<prosody>

Specifies the pitch, duration, speaking rate, and volume for the enclosed speech output.

Syntax

<prosody
    contour = "CDATA"
    duration = "CDATA"
    pitch = "CDATA"
    range = "CDATA"
    rate = "CDATA"
    volume = "CDATA"
/>

Attributes

Attribute

Data Type

Required?

Default

Description

contour

CDATA

no

NA

Pitch contour of the speech output, formatted as a value pair:

  • The first value is a percentage of the period of the contained text (a number followed by %).

  • The second value is the value of the pitch attribute.

duration

CDATA

no

NA

Time duration for reading the speech output, in seconds (s) or milliseconds (ms). For example, 5s or 3500ms.

pitch

CDATA

no

NA

Level and intensity of the speech output. Valid values:

  • A number followed by Hz.

  • A relative change, as compared to the default pitch.

  • One of the following values: high, low, medium, x-high, x-low, default.

A relative change is expressed using the plus sign (+) or minus sign (-), followed by Hz (hertz) or st (semitones). It can also be expressed as a percentage change preceded by an optional + or -. The TTS engine determines the default pitch.

range

CDATA

no

NA

Pitch range of the speech output. Valid values:

  • A number followed by Hz, where higher values increase the pitch range.

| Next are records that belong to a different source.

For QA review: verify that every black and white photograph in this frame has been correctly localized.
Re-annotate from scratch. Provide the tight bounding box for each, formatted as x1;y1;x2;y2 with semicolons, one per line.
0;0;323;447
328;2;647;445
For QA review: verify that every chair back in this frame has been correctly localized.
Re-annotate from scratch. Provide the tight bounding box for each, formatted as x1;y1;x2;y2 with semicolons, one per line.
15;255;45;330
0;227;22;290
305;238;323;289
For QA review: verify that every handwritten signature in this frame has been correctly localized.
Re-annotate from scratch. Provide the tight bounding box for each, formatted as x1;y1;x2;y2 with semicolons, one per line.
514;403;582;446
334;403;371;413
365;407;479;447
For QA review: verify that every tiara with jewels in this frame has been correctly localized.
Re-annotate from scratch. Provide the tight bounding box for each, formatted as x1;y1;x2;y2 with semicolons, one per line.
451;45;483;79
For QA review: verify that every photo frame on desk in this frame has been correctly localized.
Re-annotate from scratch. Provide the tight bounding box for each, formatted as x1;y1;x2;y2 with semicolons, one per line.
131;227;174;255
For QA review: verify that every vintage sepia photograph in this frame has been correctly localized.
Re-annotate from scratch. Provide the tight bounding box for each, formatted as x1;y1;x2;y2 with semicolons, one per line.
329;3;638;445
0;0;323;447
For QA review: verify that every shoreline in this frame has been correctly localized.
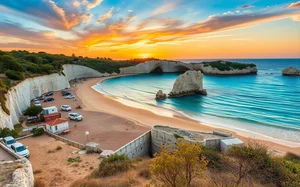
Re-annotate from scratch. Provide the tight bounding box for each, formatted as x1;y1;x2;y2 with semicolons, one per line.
77;75;300;155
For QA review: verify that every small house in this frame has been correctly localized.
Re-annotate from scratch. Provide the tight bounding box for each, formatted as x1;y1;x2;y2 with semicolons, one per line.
46;118;70;134
43;106;58;115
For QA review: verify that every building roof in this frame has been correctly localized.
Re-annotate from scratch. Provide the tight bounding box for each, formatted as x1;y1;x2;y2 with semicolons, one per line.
46;118;68;126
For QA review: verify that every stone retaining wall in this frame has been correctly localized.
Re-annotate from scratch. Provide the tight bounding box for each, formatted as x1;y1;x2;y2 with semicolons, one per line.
115;131;151;158
0;158;34;187
45;130;85;149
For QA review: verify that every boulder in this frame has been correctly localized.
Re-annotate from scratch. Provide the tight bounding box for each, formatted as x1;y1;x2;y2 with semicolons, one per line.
169;70;207;97
155;90;167;100
85;142;102;153
282;67;300;76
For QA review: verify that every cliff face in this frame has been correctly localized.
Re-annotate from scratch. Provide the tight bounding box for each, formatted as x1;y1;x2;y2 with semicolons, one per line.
0;65;105;129
282;67;300;76
169;70;206;97
120;60;192;74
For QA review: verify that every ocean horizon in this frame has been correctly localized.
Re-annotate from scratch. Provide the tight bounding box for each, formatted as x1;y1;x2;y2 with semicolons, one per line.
95;59;300;143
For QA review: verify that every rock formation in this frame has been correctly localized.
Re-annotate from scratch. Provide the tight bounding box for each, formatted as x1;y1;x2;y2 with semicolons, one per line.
282;67;300;76
120;60;258;75
169;70;207;97
0;64;110;129
155;90;167;100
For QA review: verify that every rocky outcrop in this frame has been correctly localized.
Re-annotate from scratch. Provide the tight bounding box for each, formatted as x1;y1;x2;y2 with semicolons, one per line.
120;60;258;75
0;65;110;129
155;90;167;100
120;60;192;74
0;158;34;187
282;67;300;76
169;70;207;97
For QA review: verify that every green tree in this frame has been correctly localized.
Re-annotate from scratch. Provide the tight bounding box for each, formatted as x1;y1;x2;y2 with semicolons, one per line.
150;139;207;187
5;70;25;80
24;106;43;116
227;143;270;186
0;55;25;72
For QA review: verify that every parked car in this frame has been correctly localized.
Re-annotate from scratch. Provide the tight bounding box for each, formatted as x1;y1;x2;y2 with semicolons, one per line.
44;97;54;102
33;101;42;106
62;92;72;96
60;105;72;111
11;142;30;158
65;95;75;99
69;113;83;121
3;136;17;148
39;95;45;100
27;116;41;123
31;98;39;102
46;92;54;96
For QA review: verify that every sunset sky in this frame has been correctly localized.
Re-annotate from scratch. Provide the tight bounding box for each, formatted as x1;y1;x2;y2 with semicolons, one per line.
0;0;300;59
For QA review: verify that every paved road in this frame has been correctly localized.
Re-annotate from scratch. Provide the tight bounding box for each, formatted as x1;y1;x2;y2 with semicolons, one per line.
0;147;16;161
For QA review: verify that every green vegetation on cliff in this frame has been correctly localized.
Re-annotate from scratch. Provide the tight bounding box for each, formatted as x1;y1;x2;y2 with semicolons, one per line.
202;60;256;71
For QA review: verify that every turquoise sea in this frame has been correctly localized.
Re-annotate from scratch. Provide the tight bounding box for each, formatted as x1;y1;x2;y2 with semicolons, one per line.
94;59;300;143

  • A relative change, as compared to the default range.

  • One of the following values: high, low, medium, x-high, x-low, default.

A relative change is expressed using the plus sign (+) or minus sign (-), followed by a number, followed by Hz (hertz) or st (semitones). It can also be expressed as a percentage change preceded by an optional + or -. The TTS engine determines the default range.

rate

CDATA

no

NA

Speaking rate of the speech output. Valid values:

  • A number followed by Hz.

  • A relative change, as compared to the default rate.

  • One of the following values: high, low, medium, x-high, x-low, default.

A relative change is expressed as a number that acts as a multiplier of the default rate. Thus, a value of 2 means the rate should be twice the default rate; a value of 0.5 means the rate should be half the default rate. The TTS engine determines the default rate.

volume

CDATA

no

NA

Volume of the speech output. Valid values:

  • A number between 0.0 and 100.0, where higher values are louder.

  • A relative change, as compared to the default volume.

  • One of the following values: x-loud, loud, medium, soft, x-soft, silent, default.

A relative change is expressed using the plus sign (+) or minus sign (-), followed by a number. It can also be expressed as a percentage change preceded by an optional + or -. The TTS engine determines the default volume.

Parents

<audio>, <emphasis>, <enumerate>, <p>, <prompt>, <prosody>, <s>, <voice>

Children

<audio>, <break>, <emphasis>, <enumerate>, <mark>, <p>, <phoneme>, <prosody>, <s>, <say-as>, <sub>, <value>, <voice>

Example

<?xml version="1.0"?>
<vxml version="2.1" xmlns="http://www.w3.org/2001/vxml">
    <form>
        <block>
            <prompt>
                The price of XYZ is
                <prosody volume="loud" rate="0.5">
                <say-as interpret-as="vxml:currency">$45</say-as>
                </prosody>
            </prompt>
        </block>
    </form>
</vxml>

See Also

<emphasis>, <say-as>, <voice>